You guys are making this way too difficult. Get a cheap single pane window from a building recycling center, make a box out of plywood and paint the inside black. The window is the top/lid for the box. Put your wood inside and put the whole thing out in the sun for a day. Think about how hot the inside of a car gets… your box will be even hotter than that. Rudimentary solar kiln.


----------



## eviglotti (Jun 24, 2018)

Hello William,

I love this idea as a solar kiln would be cheap and easy. It just so happens we had a heat wave here in San Diego yesterday and today, and the outdoor temperatures hit 100 degrees and full sun. So I built the little guy below for some small pieces.

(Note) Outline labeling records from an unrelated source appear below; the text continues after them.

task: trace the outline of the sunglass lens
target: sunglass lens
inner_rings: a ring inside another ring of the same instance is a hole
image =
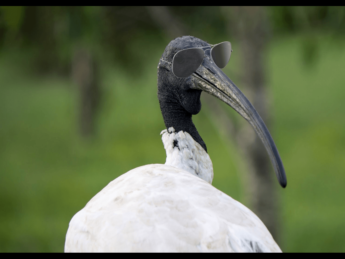
[[[205,55],[201,49],[193,48],[179,51],[172,60],[172,72],[180,78],[189,76],[196,71],[204,60]]]
[[[222,42],[215,46],[211,51],[211,56],[215,63],[219,68],[223,68],[229,63],[231,55],[231,44]]]

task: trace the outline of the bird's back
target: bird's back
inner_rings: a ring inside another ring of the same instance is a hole
[[[280,252],[250,210],[184,170],[148,165],[111,182],[71,220],[65,252]]]

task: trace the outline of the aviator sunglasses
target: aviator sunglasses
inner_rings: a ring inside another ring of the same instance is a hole
[[[191,48],[177,51],[174,56],[172,62],[162,59],[160,60],[172,64],[172,73],[177,77],[184,78],[196,71],[203,63],[205,56],[204,48],[212,47],[210,56],[213,62],[219,68],[223,68],[229,63],[233,50],[231,44],[224,41],[214,45],[199,48]]]

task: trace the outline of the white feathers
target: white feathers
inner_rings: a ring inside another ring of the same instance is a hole
[[[174,128],[160,133],[167,153],[165,164],[189,172],[212,183],[213,167],[208,154],[188,132],[175,133]]]
[[[110,182],[71,220],[65,252],[281,251],[255,214],[209,184],[212,163],[189,134],[162,134],[166,164]]]
[[[158,164],[111,182],[72,218],[65,244],[65,252],[256,250],[280,251],[254,213],[203,180]]]

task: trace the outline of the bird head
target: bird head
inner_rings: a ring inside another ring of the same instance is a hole
[[[197,114],[201,109],[203,91],[225,103],[253,127],[266,148],[279,183],[285,188],[285,171],[274,142],[248,98],[216,64],[214,54],[211,53],[214,46],[191,36],[176,38],[167,46],[158,67],[158,94],[162,114],[164,109],[173,108],[180,109],[181,114],[190,114],[191,118],[191,115]],[[177,57],[176,53],[187,49],[191,50]]]

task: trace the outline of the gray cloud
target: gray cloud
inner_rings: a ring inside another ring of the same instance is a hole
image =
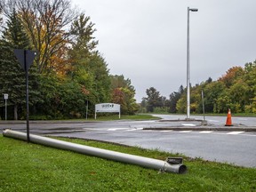
[[[256,59],[255,0],[73,0],[95,23],[110,73],[132,80],[136,99],[153,86],[163,96],[186,86],[187,7],[191,84],[220,77]]]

It's plywood with glue sealed edges, painted black, with a piece of clear acrylic just to keep things simple. I put some flex seal around the edges and tape to keep it relatively sealed. Again, just keeping things super simple.

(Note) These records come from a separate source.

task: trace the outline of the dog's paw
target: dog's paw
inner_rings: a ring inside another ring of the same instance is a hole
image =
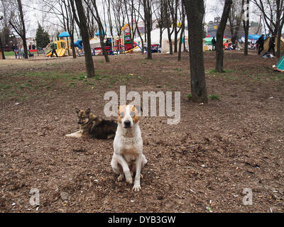
[[[121,174],[119,175],[119,177],[117,177],[117,181],[118,182],[121,182],[124,179],[124,175],[123,174]]]
[[[133,181],[132,181],[131,176],[129,176],[129,177],[126,177],[126,182],[129,183],[130,184],[132,184]]]
[[[141,187],[140,186],[140,184],[134,184],[134,187],[133,187],[132,190],[134,192],[139,192],[141,189]]]

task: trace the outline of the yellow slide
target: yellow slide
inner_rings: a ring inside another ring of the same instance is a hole
[[[126,50],[126,51],[125,51],[124,52],[126,53],[126,52],[131,52],[131,51],[134,50],[135,49],[136,49],[136,48],[138,48],[138,46],[136,45],[134,48],[131,49],[131,50]]]
[[[67,49],[65,49],[65,48],[60,48],[60,49],[56,50],[56,53],[58,54],[58,57],[64,57],[64,55],[65,55],[66,50]],[[52,51],[50,51],[49,53],[48,53],[46,55],[46,57],[50,56],[51,55],[51,52],[52,52]],[[53,56],[54,55],[53,55]]]

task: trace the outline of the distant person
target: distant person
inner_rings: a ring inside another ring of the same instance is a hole
[[[15,44],[13,44],[12,45],[12,50],[13,52],[15,52],[16,50],[17,50],[17,46]]]
[[[269,40],[269,50],[268,52],[271,52],[272,50],[273,55],[275,56],[275,35],[273,34],[272,35],[272,37],[271,37],[271,40]]]
[[[213,37],[212,40],[211,40],[211,43],[212,43],[212,51],[216,51],[216,40],[215,37]]]
[[[56,57],[58,57],[58,53],[56,52],[56,45],[55,45],[55,43],[53,43],[53,40],[51,40],[50,48],[53,50],[52,50],[53,52],[51,52],[50,57],[53,57],[53,53],[55,53]]]
[[[258,55],[261,55],[261,52],[264,49],[264,35],[261,35],[256,41],[256,45],[258,48]]]

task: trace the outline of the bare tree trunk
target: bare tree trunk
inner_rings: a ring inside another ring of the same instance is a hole
[[[207,103],[203,58],[203,1],[182,0],[187,15],[192,101]]]
[[[248,31],[249,31],[249,0],[242,0],[244,11],[244,28],[245,33],[244,38],[244,55],[248,55]]]
[[[4,49],[3,48],[3,44],[2,44],[2,39],[1,38],[1,35],[0,35],[0,51],[2,53],[2,59],[5,60],[5,54],[4,54]]]
[[[231,5],[232,0],[225,0],[225,5],[223,9],[223,13],[221,18],[221,22],[219,25],[217,34],[217,43],[216,43],[216,67],[215,70],[219,72],[224,72],[223,62],[224,62],[224,50],[223,50],[223,37],[225,31],[226,21],[228,21],[229,13],[231,10]]]
[[[97,7],[97,4],[96,4],[96,1],[92,1],[93,3],[93,6],[94,7],[94,10],[96,11],[96,14],[97,14],[97,22],[99,25],[99,41],[101,43],[101,46],[102,46],[102,53],[104,56],[104,60],[106,60],[106,62],[109,62],[109,55],[107,54],[107,52],[106,50],[106,48],[104,46],[104,36],[106,35],[106,32],[104,30],[104,27],[101,21],[101,18],[99,18],[99,11]]]
[[[282,28],[283,28],[283,23],[284,23],[284,18],[282,18],[282,22],[280,22],[281,20],[281,9],[283,8],[283,1],[280,0],[276,0],[276,5],[277,5],[277,11],[276,11],[276,18],[277,18],[277,21],[276,24],[278,25],[278,36],[277,38],[277,52],[276,52],[276,57],[278,58],[280,58],[281,57],[281,48],[280,48],[280,44],[281,44],[281,33],[282,33]],[[284,11],[283,11],[283,16],[284,16]]]
[[[180,43],[179,43],[179,45],[178,45],[178,61],[180,62],[180,60],[182,60],[182,39],[183,39],[183,33],[185,33],[185,9],[183,7],[183,4],[182,4],[182,31],[180,32]],[[184,42],[185,42],[185,40],[184,40]]]
[[[145,21],[147,24],[147,43],[148,43],[148,57],[149,60],[152,59],[152,48],[151,48],[151,4],[150,3],[151,0],[143,0],[144,6],[144,14],[145,14]]]
[[[82,40],[84,45],[87,77],[94,77],[94,62],[92,56],[91,45],[89,45],[89,33],[87,32],[88,27],[87,26],[87,18],[86,18],[86,15],[84,13],[83,4],[82,3],[82,0],[75,1],[76,8],[78,13],[78,17],[77,17],[76,14],[76,10],[74,6],[74,0],[70,0],[70,1],[71,3],[74,18],[80,28],[80,33],[82,35]]]
[[[20,12],[20,17],[21,17],[21,23],[22,23],[22,40],[23,40],[23,52],[25,54],[25,58],[28,58],[28,46],[26,43],[26,26],[25,26],[25,21],[23,20],[23,6],[22,2],[21,0],[18,0],[18,11]]]

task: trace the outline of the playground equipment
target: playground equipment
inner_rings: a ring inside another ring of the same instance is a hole
[[[23,58],[25,57],[25,54],[23,53],[23,51],[21,50],[15,50],[15,57],[16,58],[18,57],[18,59]]]
[[[84,56],[84,48],[83,48],[83,41],[82,40],[77,40],[74,43],[74,47],[77,48],[77,53],[79,57]]]
[[[64,31],[58,35],[58,38],[62,39],[53,42],[56,45],[56,53],[58,54],[58,57],[64,57],[67,50],[68,50],[68,55],[70,55],[71,51],[71,45],[70,42],[69,41],[69,37],[70,37],[69,33],[66,31]],[[46,57],[50,56],[52,50],[47,53]]]
[[[284,72],[284,56],[281,58],[279,63],[277,65],[273,65],[273,68],[275,71]]]
[[[64,57],[65,55],[65,52],[67,50],[67,42],[64,40],[60,40],[58,41],[54,41],[54,43],[56,45],[56,53],[58,57]],[[50,57],[51,55],[52,50],[48,52],[46,55],[46,57]]]

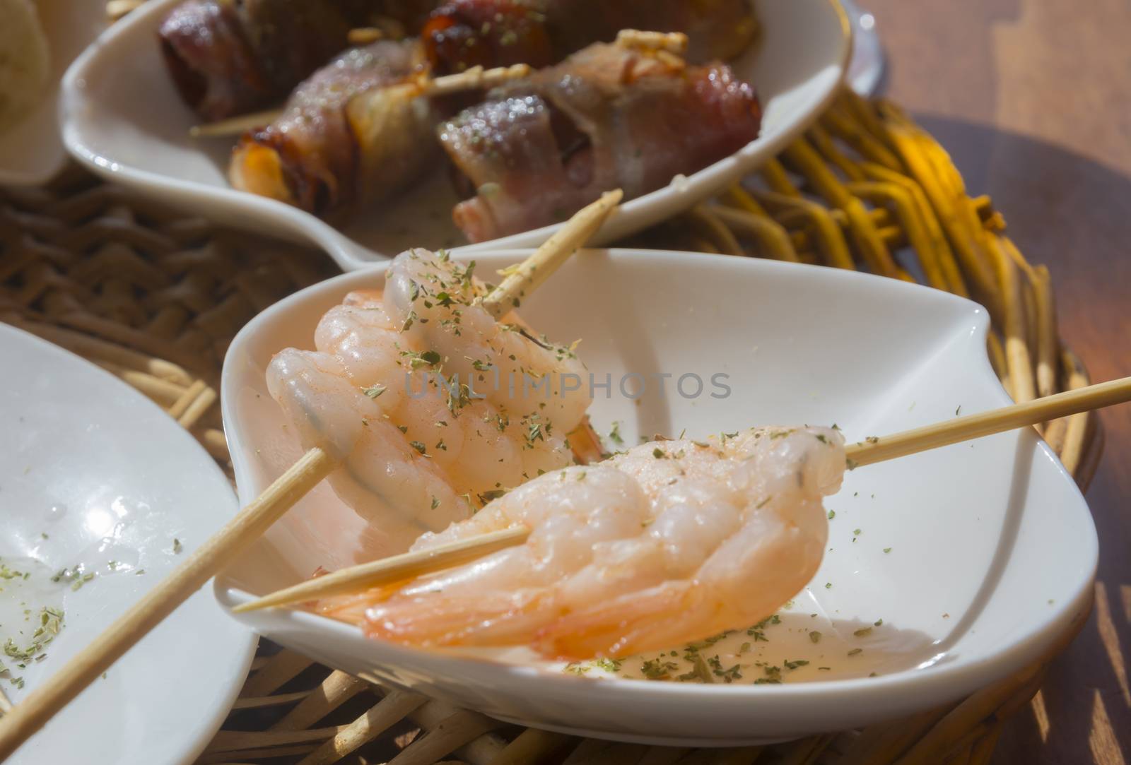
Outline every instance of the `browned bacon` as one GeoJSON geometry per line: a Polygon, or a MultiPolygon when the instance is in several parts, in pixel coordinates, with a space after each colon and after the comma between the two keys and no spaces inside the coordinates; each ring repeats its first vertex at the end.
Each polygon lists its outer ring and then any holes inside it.
{"type": "Polygon", "coordinates": [[[562,220],[613,188],[654,191],[742,148],[760,124],[753,89],[726,64],[595,44],[438,131],[476,190],[452,217],[482,242],[562,220]]]}
{"type": "Polygon", "coordinates": [[[433,0],[187,0],[162,21],[162,52],[184,102],[205,120],[282,101],[377,17],[415,32],[433,0]]]}
{"type": "Polygon", "coordinates": [[[321,216],[403,189],[439,149],[411,42],[343,53],[300,85],[282,116],[235,148],[232,185],[321,216]]]}
{"type": "Polygon", "coordinates": [[[729,59],[753,40],[749,0],[447,0],[421,33],[440,72],[545,67],[621,29],[684,32],[688,60],[729,59]]]}

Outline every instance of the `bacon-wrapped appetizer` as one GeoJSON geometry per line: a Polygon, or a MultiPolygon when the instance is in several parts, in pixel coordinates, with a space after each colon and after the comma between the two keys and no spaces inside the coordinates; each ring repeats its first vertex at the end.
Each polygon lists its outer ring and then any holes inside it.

Anyway, after an entire day out there, these tiny little pieces hit only about 110 to 120 at the max in the core, and considering it was 100 degrees outside, that isn't a huge difference and doesn't seem hot enough to kill any bugs since it seems like we need 130 or 140 sustained for at least 30 minutes.

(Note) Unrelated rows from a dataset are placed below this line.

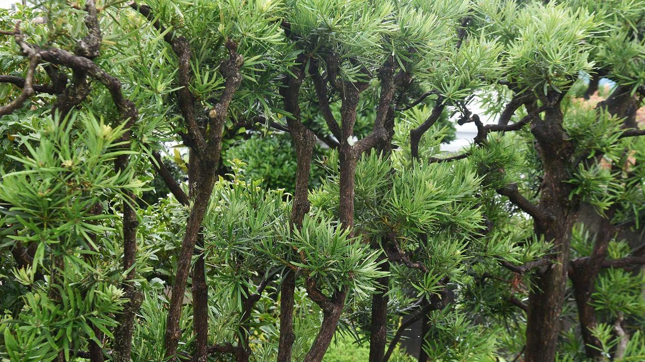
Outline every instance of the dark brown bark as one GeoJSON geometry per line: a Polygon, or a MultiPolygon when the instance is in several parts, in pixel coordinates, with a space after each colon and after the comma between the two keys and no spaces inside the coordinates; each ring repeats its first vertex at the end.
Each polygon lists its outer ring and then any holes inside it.
{"type": "MultiPolygon", "coordinates": [[[[316,138],[313,133],[303,124],[299,97],[300,87],[304,78],[304,57],[292,70],[293,75],[285,77],[284,86],[280,90],[284,109],[292,117],[287,118],[287,127],[293,141],[296,153],[295,190],[292,200],[291,228],[300,229],[303,219],[309,212],[309,174],[316,138]]],[[[334,121],[335,122],[335,121],[334,121]]],[[[293,334],[293,296],[295,289],[295,274],[286,270],[281,286],[280,339],[278,345],[278,362],[290,362],[295,336],[293,334]]]]}
{"type": "Polygon", "coordinates": [[[410,131],[410,148],[413,158],[419,158],[419,144],[421,141],[421,137],[425,133],[430,127],[437,122],[441,117],[446,104],[443,102],[443,97],[439,96],[435,101],[435,106],[432,108],[432,112],[428,119],[424,121],[419,127],[413,128],[410,131]]]}
{"type": "Polygon", "coordinates": [[[426,352],[425,341],[427,338],[430,338],[430,336],[428,335],[430,332],[430,318],[428,315],[428,313],[423,314],[423,317],[421,318],[421,343],[419,343],[419,362],[428,362],[428,353],[426,352]]]}
{"type": "MultiPolygon", "coordinates": [[[[10,83],[21,88],[25,87],[25,82],[26,81],[26,79],[23,78],[22,77],[16,77],[15,75],[0,75],[0,83],[10,83]]],[[[48,84],[32,84],[32,88],[34,90],[34,93],[46,93],[48,94],[54,94],[54,89],[48,84]]]]}
{"type": "MultiPolygon", "coordinates": [[[[196,153],[195,160],[196,163],[199,164],[199,173],[195,178],[197,185],[194,191],[195,202],[188,216],[186,233],[177,259],[177,274],[172,287],[172,295],[170,298],[170,305],[166,322],[166,356],[168,357],[174,357],[177,353],[177,347],[181,334],[179,330],[179,318],[181,316],[182,302],[186,291],[186,283],[192,254],[217,177],[217,165],[219,162],[221,151],[222,127],[233,95],[242,81],[239,73],[239,68],[242,65],[242,57],[235,52],[235,44],[231,42],[227,43],[226,48],[228,49],[229,59],[222,62],[220,66],[221,71],[226,79],[224,88],[219,101],[213,106],[208,115],[210,119],[210,128],[208,140],[206,141],[206,144],[197,142],[192,146],[192,151],[196,153]],[[203,146],[204,148],[200,149],[203,146]]],[[[192,113],[190,112],[184,113],[184,119],[190,118],[192,115],[192,113]]],[[[188,124],[190,130],[191,126],[190,122],[188,124]]],[[[199,137],[204,138],[203,135],[201,133],[199,137]]],[[[194,138],[192,140],[194,141],[194,138]]]]}
{"type": "MultiPolygon", "coordinates": [[[[134,108],[134,105],[132,108],[134,108]]],[[[130,114],[130,117],[126,119],[128,121],[126,128],[128,131],[122,137],[123,140],[130,140],[131,133],[129,129],[134,124],[136,117],[136,110],[135,110],[134,114],[130,114]]],[[[128,155],[119,156],[115,161],[115,168],[117,171],[123,171],[127,167],[128,162],[128,155]]],[[[130,193],[127,197],[128,200],[124,200],[123,205],[123,270],[128,272],[127,280],[123,283],[123,289],[126,298],[129,300],[124,307],[122,313],[117,317],[119,325],[114,330],[112,360],[117,362],[129,362],[130,360],[134,319],[143,300],[143,294],[133,284],[136,274],[134,263],[137,258],[137,227],[139,222],[137,220],[136,211],[132,208],[132,205],[135,204],[134,195],[130,193]]]]}
{"type": "Polygon", "coordinates": [[[199,248],[204,238],[197,237],[195,252],[199,254],[193,269],[193,330],[195,332],[195,362],[206,362],[208,354],[208,289],[206,282],[206,264],[199,248]]]}
{"type": "Polygon", "coordinates": [[[599,218],[599,233],[595,236],[596,241],[591,256],[573,261],[570,269],[573,295],[578,307],[578,318],[584,341],[584,350],[587,357],[592,359],[602,357],[602,346],[600,340],[591,333],[591,330],[596,326],[596,313],[589,301],[593,292],[596,277],[602,267],[602,260],[607,256],[609,242],[614,234],[613,227],[610,221],[611,217],[599,218]]]}
{"type": "MultiPolygon", "coordinates": [[[[405,330],[410,327],[413,324],[417,323],[419,319],[423,318],[428,312],[430,311],[431,305],[429,303],[425,304],[421,309],[419,310],[416,313],[412,314],[404,322],[401,323],[401,327],[397,330],[397,332],[394,334],[394,337],[392,340],[390,342],[390,346],[388,347],[388,351],[385,353],[385,356],[383,357],[383,362],[388,362],[390,360],[390,357],[392,355],[392,352],[394,352],[394,348],[397,347],[397,345],[399,343],[399,341],[401,340],[401,337],[403,336],[403,332],[405,330]]],[[[420,336],[421,338],[421,336],[420,336]]]]}
{"type": "MultiPolygon", "coordinates": [[[[374,245],[379,247],[379,245],[374,245]]],[[[386,257],[381,254],[379,260],[386,257]]],[[[389,272],[390,263],[381,265],[381,271],[389,272]]],[[[370,328],[370,362],[384,362],[385,345],[388,341],[388,297],[390,276],[376,280],[376,292],[372,296],[372,324],[370,328]]]]}
{"type": "Polygon", "coordinates": [[[504,111],[502,111],[502,114],[499,115],[497,124],[501,126],[506,126],[511,120],[511,117],[515,114],[515,111],[520,107],[524,105],[527,102],[533,102],[533,97],[528,93],[515,95],[513,99],[511,99],[510,102],[506,104],[506,106],[504,108],[504,111]]]}
{"type": "Polygon", "coordinates": [[[292,348],[295,340],[293,334],[293,295],[295,274],[286,270],[280,287],[280,341],[278,345],[278,362],[290,362],[292,348]]]}
{"type": "Polygon", "coordinates": [[[541,187],[540,207],[549,217],[535,220],[535,233],[552,244],[553,263],[536,271],[529,294],[526,325],[526,362],[553,362],[560,331],[559,316],[564,300],[570,243],[577,209],[568,200],[570,186],[568,161],[571,145],[562,128],[560,95],[544,100],[544,119],[531,124],[538,143],[544,176],[541,187]]]}
{"type": "Polygon", "coordinates": [[[199,186],[195,193],[195,202],[190,211],[186,232],[182,240],[181,250],[177,258],[177,273],[172,287],[170,309],[166,323],[166,356],[173,356],[177,352],[177,346],[181,332],[179,318],[181,306],[186,292],[186,283],[190,268],[193,251],[201,227],[202,220],[210,199],[215,175],[213,172],[204,172],[199,179],[199,186]]]}
{"type": "Polygon", "coordinates": [[[321,362],[336,332],[336,326],[345,305],[347,289],[336,291],[332,298],[328,298],[315,287],[312,281],[308,280],[306,284],[310,298],[322,309],[322,323],[303,362],[321,362]]]}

Is this worth the effort or just go a different direction?


----------



## eflanders (May 2, 2013)

I find this topic very interesting and had heard from the FDA that 200' f for 1 hr. per inch of thickness is what is required by the Fed's for interstate and intercontinental transport. Wood pallets from non u.s. countries are supposed to be "heat treated" to prevent foreign bugs from being transported here. Because of this, I heat treat any wood based food utensils I make per the previously mentioned "recipe".


----------



## Lazyman (Aug 8, 2014)

I have just used clear thick plastic drop clothes for a quick and dirty kiln to kill ambrosia beetles. I just wrapped the wood in the plastic and left it sitting on my concrete driveway which only gets shade at dusk and dawn. The concrete itself probably hits 120+ degrees on a typical summer day. I stuck a wireless thermometer and humidity sensor inside the plastic to get an idea how it was doing. I don't remember exactly how hot it got but I think that the temp got to over 150 (probably the max of the sensor?) and the humidity stayed over 80% since I was trying to get it hot, not necessarily dry. I opened it up at night to let some of the moisture out.


----------